As shown in FIG. 3, the transfer roller 51 receives a negative voltage (-1200 V) from the power supply circuit 52 for a duration T3 (i.e., t8-t9). The duration T3 is a length of time required for the transfer roller 51 to rotate through at least one complete rotation, so that all of the normally-charged toner 3 deposited on the transfer roller 51 migrates to the photoconductive drum 10 with the aid of Coulomb force as shown in FIG. 6. In this manner, the transfer roller 51 is cleaned. This prevents any normally-charged toner left on the transfer roller 51 from adhering to the reverse side of the paper during the subsequent printing operation.

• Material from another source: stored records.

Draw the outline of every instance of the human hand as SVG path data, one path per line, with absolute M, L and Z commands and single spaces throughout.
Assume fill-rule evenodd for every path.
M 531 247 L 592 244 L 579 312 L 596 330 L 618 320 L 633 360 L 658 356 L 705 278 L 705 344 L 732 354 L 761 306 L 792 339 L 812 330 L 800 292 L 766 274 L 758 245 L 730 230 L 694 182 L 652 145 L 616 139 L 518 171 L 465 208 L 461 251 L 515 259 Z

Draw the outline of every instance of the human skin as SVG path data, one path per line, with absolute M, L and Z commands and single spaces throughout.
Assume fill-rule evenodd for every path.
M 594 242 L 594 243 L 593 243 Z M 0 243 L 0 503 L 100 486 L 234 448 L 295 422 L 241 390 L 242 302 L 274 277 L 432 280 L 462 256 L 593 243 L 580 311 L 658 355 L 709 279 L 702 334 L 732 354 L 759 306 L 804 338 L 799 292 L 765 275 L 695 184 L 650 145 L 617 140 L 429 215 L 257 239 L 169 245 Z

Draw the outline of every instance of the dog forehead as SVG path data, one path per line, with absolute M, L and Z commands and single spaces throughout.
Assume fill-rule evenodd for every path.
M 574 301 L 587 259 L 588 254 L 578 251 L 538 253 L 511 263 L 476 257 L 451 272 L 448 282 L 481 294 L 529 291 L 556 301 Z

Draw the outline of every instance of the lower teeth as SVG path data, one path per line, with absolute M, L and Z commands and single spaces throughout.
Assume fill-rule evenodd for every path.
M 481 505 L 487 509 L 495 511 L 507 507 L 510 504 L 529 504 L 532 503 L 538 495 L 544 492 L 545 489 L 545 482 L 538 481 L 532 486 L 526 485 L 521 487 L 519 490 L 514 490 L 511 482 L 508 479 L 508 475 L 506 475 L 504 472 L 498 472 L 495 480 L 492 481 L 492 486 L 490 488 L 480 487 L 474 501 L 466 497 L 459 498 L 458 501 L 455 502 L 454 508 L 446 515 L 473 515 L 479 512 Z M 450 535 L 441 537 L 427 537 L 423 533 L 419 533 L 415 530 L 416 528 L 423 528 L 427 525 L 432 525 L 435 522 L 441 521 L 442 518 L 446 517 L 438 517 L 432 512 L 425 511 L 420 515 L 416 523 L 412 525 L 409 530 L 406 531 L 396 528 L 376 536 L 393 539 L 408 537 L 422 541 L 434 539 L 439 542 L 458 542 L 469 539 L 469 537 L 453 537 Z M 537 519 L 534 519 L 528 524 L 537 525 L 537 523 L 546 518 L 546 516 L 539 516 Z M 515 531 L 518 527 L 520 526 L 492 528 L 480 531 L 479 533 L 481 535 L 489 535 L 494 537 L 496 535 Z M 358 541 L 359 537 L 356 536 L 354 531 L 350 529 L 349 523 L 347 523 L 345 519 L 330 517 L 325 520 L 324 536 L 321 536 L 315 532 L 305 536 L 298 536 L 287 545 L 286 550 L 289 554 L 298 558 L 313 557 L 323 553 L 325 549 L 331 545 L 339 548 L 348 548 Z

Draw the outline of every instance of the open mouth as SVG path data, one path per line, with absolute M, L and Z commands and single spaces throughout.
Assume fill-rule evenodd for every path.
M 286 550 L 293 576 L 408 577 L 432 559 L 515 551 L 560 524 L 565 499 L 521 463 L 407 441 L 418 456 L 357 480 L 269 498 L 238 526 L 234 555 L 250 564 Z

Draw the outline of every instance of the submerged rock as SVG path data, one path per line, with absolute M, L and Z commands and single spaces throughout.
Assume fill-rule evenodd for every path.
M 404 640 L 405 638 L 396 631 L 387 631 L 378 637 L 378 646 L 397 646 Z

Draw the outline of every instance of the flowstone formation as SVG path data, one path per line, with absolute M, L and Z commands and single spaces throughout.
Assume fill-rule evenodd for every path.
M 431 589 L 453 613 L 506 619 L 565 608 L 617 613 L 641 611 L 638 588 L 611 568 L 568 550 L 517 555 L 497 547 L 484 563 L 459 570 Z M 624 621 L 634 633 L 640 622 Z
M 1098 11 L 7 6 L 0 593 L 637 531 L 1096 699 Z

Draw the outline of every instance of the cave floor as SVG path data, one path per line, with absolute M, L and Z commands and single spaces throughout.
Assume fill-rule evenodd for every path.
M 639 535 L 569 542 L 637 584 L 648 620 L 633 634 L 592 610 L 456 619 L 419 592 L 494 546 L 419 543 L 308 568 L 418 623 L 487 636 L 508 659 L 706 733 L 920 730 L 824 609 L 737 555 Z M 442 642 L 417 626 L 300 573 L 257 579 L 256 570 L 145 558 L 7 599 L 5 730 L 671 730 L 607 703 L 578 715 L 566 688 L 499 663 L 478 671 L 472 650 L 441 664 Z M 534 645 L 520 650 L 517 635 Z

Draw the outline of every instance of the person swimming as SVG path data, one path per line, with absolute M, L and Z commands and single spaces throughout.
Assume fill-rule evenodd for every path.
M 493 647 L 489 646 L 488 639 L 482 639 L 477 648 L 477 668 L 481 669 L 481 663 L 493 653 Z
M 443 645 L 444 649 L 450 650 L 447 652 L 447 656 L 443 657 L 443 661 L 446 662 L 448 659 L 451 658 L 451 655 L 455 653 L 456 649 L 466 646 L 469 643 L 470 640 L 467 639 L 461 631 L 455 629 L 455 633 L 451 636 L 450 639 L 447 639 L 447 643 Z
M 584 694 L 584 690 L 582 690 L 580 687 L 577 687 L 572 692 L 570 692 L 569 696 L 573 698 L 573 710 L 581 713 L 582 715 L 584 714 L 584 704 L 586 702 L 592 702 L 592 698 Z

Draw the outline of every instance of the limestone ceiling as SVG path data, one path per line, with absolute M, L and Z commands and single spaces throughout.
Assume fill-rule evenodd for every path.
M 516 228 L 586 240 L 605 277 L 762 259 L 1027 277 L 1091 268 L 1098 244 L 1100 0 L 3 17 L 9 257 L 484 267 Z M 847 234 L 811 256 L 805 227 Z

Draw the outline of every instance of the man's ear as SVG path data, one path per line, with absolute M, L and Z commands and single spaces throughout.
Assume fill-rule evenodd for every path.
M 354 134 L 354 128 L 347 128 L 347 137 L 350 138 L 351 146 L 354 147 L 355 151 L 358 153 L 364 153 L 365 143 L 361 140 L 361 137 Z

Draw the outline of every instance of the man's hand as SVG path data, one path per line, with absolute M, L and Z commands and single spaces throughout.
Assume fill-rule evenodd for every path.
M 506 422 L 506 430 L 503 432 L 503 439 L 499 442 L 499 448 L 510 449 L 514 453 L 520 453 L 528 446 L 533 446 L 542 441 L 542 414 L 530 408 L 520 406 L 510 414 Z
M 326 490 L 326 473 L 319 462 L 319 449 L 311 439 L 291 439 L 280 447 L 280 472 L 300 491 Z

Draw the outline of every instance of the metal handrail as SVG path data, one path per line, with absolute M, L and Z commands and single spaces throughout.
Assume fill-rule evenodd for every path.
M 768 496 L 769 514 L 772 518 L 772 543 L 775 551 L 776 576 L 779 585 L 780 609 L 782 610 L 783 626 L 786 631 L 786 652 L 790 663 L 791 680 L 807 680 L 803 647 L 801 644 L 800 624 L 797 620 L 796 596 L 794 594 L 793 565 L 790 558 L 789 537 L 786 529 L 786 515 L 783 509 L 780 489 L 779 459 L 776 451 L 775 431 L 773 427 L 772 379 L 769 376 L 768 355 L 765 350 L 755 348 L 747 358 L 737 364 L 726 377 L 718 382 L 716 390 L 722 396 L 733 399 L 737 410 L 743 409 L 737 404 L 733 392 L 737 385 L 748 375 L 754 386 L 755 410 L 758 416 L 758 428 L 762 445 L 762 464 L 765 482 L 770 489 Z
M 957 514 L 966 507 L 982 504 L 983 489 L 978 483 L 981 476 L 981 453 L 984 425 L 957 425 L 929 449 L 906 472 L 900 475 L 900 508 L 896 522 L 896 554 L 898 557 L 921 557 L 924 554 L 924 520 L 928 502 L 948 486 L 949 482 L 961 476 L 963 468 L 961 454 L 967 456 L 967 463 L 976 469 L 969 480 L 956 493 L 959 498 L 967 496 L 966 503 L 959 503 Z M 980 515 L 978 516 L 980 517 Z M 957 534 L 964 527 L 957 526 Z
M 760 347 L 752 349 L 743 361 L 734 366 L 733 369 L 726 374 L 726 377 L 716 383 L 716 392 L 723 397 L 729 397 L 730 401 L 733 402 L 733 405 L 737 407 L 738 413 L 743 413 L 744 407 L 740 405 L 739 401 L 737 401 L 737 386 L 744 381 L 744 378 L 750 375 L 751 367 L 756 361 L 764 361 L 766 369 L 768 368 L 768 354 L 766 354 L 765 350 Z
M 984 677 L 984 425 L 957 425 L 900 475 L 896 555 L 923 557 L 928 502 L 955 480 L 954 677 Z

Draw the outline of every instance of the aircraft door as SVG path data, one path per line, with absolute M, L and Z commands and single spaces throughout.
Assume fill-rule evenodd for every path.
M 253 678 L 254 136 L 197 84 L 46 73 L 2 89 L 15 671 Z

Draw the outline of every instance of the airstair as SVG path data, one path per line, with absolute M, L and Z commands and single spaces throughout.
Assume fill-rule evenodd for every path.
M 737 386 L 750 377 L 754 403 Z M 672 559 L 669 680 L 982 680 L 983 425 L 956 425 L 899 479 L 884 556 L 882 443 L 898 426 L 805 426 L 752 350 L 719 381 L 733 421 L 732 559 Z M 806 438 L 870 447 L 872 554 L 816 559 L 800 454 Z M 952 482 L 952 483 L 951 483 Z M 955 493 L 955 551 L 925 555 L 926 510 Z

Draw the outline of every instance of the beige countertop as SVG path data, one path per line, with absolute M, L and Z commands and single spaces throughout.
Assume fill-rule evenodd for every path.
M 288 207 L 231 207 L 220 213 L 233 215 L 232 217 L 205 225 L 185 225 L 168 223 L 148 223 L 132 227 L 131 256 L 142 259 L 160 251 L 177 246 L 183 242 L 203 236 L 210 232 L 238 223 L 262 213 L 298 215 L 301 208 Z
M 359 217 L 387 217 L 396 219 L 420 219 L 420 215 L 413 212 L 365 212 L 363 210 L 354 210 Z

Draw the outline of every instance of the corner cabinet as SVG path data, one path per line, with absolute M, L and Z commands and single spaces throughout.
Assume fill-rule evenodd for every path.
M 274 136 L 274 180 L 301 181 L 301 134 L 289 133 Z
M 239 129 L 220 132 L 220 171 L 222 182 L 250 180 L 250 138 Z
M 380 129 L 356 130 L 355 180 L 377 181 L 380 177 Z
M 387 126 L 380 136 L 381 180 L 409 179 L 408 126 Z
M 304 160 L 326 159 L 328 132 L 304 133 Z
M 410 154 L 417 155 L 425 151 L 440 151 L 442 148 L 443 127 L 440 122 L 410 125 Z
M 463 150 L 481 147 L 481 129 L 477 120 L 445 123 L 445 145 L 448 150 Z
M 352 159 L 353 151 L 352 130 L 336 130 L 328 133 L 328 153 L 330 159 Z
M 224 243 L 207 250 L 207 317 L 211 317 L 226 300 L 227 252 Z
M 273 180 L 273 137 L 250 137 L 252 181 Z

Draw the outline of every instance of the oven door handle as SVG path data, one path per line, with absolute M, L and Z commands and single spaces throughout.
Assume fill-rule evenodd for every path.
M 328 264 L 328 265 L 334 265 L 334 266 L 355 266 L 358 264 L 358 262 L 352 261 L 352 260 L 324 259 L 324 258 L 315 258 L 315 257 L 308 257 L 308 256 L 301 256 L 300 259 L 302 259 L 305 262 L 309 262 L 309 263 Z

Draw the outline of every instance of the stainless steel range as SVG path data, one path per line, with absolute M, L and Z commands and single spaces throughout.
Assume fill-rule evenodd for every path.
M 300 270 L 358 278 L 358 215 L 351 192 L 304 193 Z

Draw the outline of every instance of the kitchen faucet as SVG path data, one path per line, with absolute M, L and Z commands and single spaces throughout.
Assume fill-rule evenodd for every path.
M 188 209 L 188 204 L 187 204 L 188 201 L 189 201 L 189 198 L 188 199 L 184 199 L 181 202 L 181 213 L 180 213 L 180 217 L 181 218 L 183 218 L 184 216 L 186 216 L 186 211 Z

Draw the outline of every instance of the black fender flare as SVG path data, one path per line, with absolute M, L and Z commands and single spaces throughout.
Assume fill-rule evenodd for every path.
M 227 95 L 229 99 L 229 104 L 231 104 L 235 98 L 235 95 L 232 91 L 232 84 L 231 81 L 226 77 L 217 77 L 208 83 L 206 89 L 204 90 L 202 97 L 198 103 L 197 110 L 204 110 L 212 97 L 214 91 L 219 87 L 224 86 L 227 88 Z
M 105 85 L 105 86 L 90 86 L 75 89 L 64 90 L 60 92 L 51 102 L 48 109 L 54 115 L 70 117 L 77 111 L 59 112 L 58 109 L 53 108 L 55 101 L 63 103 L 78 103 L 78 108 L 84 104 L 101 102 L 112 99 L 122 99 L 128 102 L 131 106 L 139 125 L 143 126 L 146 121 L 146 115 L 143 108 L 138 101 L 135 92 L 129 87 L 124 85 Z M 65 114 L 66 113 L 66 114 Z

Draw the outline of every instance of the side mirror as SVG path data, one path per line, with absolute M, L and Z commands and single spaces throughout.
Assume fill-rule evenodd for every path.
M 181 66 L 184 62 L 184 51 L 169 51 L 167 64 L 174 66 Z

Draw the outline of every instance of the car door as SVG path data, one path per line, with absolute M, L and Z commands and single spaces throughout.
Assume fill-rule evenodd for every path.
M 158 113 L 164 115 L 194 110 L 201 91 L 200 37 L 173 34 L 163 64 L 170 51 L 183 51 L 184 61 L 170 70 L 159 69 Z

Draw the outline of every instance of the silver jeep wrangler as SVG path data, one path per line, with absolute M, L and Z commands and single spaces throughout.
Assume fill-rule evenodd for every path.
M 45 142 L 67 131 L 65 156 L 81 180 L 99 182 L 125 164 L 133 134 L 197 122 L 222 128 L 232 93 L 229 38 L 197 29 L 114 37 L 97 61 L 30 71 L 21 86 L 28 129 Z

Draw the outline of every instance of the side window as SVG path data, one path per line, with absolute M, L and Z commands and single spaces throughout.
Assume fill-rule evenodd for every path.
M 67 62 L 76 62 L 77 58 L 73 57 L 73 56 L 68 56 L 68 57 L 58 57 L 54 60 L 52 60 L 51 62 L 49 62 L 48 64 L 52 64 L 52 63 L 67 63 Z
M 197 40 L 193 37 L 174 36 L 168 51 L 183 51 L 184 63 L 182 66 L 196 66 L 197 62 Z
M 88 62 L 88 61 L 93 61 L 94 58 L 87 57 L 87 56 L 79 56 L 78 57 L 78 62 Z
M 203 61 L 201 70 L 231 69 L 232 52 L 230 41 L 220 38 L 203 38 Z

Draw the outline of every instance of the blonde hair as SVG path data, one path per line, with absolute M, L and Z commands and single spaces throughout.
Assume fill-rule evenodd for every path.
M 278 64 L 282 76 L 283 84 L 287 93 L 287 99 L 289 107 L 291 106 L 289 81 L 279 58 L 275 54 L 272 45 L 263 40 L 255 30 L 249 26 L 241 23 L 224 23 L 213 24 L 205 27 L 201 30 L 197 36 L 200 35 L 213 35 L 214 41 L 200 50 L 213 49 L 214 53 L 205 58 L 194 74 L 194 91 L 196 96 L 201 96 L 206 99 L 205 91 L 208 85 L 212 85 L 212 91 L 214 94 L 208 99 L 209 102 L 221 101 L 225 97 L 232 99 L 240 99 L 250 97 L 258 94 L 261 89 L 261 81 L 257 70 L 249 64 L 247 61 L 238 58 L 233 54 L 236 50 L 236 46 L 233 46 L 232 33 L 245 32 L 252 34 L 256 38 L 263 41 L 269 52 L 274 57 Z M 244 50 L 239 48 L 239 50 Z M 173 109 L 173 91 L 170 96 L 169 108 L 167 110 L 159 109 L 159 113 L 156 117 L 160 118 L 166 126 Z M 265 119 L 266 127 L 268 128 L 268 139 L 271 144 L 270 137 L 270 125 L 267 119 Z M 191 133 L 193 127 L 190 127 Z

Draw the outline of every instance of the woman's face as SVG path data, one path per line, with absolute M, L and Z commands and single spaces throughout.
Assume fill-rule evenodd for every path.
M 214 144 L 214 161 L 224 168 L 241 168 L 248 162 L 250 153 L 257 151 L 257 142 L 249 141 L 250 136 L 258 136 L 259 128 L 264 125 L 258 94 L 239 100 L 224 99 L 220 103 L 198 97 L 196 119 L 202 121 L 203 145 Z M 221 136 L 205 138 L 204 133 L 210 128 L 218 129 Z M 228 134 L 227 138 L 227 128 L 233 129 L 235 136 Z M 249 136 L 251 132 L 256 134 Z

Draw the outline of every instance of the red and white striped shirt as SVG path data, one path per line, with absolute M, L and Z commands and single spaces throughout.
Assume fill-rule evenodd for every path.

<Advantages of the First Embodiment>

As described above, the reversely-charged toner 5 that has migrated from the photoconductive drum 10 to the main charging roller 21 is attracted to the auxiliary charging roller 71, thereby cleaning the surface of the main charging roller 21. Therefore, stable charging of the photoconductive drum 10 can be effected by the main charging roller 21. The reversely-charged toner 5 on the auxiliary charging roller 71 is attracted to the photoconductive drum 10 when the cleaning process is performed. This way of cleaning the reversely-charged toner 5 prevents the function of the auxiliary roller 21 from being impaired by the reversely-charged toner deposited to the surface of the auxiliary charging roller 71.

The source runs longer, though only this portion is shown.